In a similar fashion, recent approaches aim at collecting tactile information via sensors in the artificial fingertips and to relay this information to the residual limb using tactile or electrical stimulation [171–173], which is assumed to facilitate the incorporation of the prosthesis into the body representation [172]. Thus, in addition to the incorporation of a lifelike prosthesis, another critical starting point for preventing chronic pain can be combined: tactile discrimination, which seems to be deficient in body parts affected by chronic pain [174]. Since previous studies could show that implementing an active tactile discrimination training reverses dysfunctional cortical reorganization and decreases PLP [175], other studies investigated these effects on other pain syndromes such as CRPS and found similar results [176]. Interestingly, the positive effect of a tactile discrimination training is enhanced when chronic pain patients watch the reflected image of their unaffected limb during training [177], suggesting that in amputees a combination of a lifelike functional prosthesis in combination with VR and tactile feedback might be the best treatment for chronic PLP or even its prevention.
13.6 Conclusion
In this chapter we suggested that approaches in treating chronic pain syndromes by influencing the distorted body representation share a common element, namely creating an illusory perception of self for an artificial body part, be it by using mirrors, VR, or prosthetic devices.
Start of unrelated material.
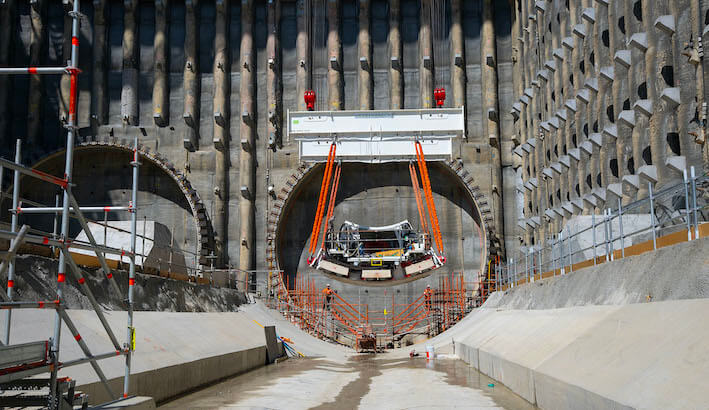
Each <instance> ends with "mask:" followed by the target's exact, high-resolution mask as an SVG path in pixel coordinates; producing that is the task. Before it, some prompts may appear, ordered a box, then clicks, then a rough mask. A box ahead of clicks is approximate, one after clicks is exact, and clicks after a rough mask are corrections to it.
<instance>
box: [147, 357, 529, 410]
mask: <svg viewBox="0 0 709 410" xmlns="http://www.w3.org/2000/svg"><path fill="white" fill-rule="evenodd" d="M161 408H164V409H215V408H228V409H338V410H339V409H432V408H436V409H450V408H461V409H463V408H464V409H490V408H497V409H536V407H534V406H533V405H531V404H529V403H528V402H526V401H525V400H524V399H522V398H520V397H519V396H517V395H515V394H514V393H512V392H511V391H510V390H509V389H507V388H506V387H504V386H502V385H498V384H497V382H495V381H494V380H492V379H490V378H489V377H487V376H485V375H483V374H481V373H479V372H478V371H477V370H475V369H474V368H472V367H470V366H468V365H467V364H465V363H464V362H462V361H460V360H457V359H437V360H431V361H427V360H426V359H424V358H418V357H417V358H413V359H411V358H408V357H406V358H393V357H387V354H379V355H376V356H375V355H357V356H352V357H350V358H349V359H348V360H347V361H346V362H335V361H330V360H327V359H289V360H287V361H285V362H282V363H279V364H274V365H271V366H266V367H263V368H261V369H258V370H255V371H252V372H249V373H246V374H243V375H240V376H236V377H234V378H231V379H228V380H225V381H223V382H221V383H218V384H215V385H213V386H210V387H207V388H205V389H203V390H200V391H197V392H195V393H192V394H189V395H187V396H184V397H181V398H179V399H176V400H173V401H171V402H168V403H165V404H164V405H163V406H161Z"/></svg>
The neuronal correlate of the mechanism of mirror treatments might be a combination of analgesic effects due to vision [19, 107, 108], but might also be a correction of neuronal incongruence between the visual and somatosensory system [75, 98, 178]. As in actual body part perception [e.g., 26, 34], agency and ownership concerning an artificial limb are represented and maintained in a neuronal network including premotor [1, 29–31, 165], occipital [162], and parietal cortex [1, 29–31, 51]. Most importantly, the parietal cortex in general and the somatosensory cortex in particular show functional [76, 80, 81, 83, 85, 91] alterations associated with chronic pain, indicating that the distorted perception of self might have its origins in these regions. Recent findings suggest that inducing bodily illusions might adjust the distorted body representation via the multimodal perception of the external environment. However, the perception of self through the experience of ownership and agency seems to require certain conditions regarding the sensory modalities, such as visual, proprioceptive, tactile, and motor congruency. Prospective investigation has to focus on individual capabilities to apply certain methods for adjusting the distorted body representation as well as the neurocognitive processes which are responsible for their effectiveness.